But this exhibition, whose curator is Jill Savitt, ends up leaving us with more questions than understanding. The choices made, the rights advocated, the causes honored, become so sweeping they start to seem arbitrary. Pinochet? He is responsible for fewer than 4,000 dead not the millions or tens of millions like the adjacent felons. So why were these killers chosen, and why were they restricted to the 20th century?

Is it a “right” to “enjoy personal privacy” as the Universal Declaration has it, or is it rather something to be greatly desired?

We would like there to be a “right” to have a “decent education,” but does that have the same status as the right to a fair trial? And what does “decent” mean?

Are children’s rights, outlined here, so inviolable? What parent has not restricted, on occasion, many, including “the right to express their opinion?”
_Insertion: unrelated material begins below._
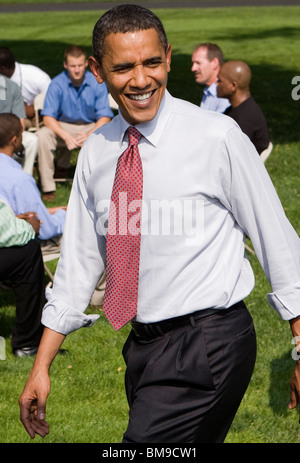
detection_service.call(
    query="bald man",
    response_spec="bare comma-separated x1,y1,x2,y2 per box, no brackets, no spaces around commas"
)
217,60,270,154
And if we are meant to connect all of this with the fight for civil rights in the South during the 1950s and 1960s, doesn’t it seem to devalue the nature of that fight, by associating it with every other perceived injustice? Others, I am sure, will find the continuity apparent; I found it like a message from a distant third universe when I was still immersed in the two surrounding me, which are still being unveiled.

Correction: June 24, 2014

A museum review on Monday about the National Center for Civil and Human Rights, in Atlanta, omitted a word — “devoted” — from the center’s text quoting from a Jim Crow law about baseball. The center’s text reads, “It shall be unlawful for any amateur White baseball team to play baseball on any vacant lot within two blocks of a playground devoted to the Negro race.”